The first two bytes of the index table contain the index entry count, iec. Following this index entry count are iec Index Entries. Each index entry is as follow:
typedef struct { WORD word1; BYTE Country[2]; /* i.e. "US" */ BYTE SubCountryID[4]; /* i.e. "153 " */ WORD word2; WORD XTableID; /* i.e. 0x1b5 (437) */ WORD KbdType; ULONG HeaderLocation; /* of beginning of table (header) */ } IndexEntry;
Figure 1. The Index Entry structure.

Field Description

word1 unknown

Country The country name abbreviation ("US", "FR", ...). Note: The byte ordering is reversed. That is, the first character of the abbreviation is in Country[1], and the second character is in Country[0].

SubCountryID The country's keyboard layout ID ("153 ", "189 ", "120 ", ...).

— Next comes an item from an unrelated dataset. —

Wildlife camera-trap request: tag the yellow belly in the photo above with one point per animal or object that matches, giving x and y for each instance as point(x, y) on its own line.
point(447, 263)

In some country (UK, France, Italy, ...) there exists different "main keyboard" layouts. This field reflects this information.

word2 unknown

XTableID The keyboard's layout codepage (437, 850, ...).

KbdType The keyboard type (0 for a 89 keys keyboard, 1 for a 101/102 keys keyboard).

HeaderLocation The corresponding layout table offset (0-based).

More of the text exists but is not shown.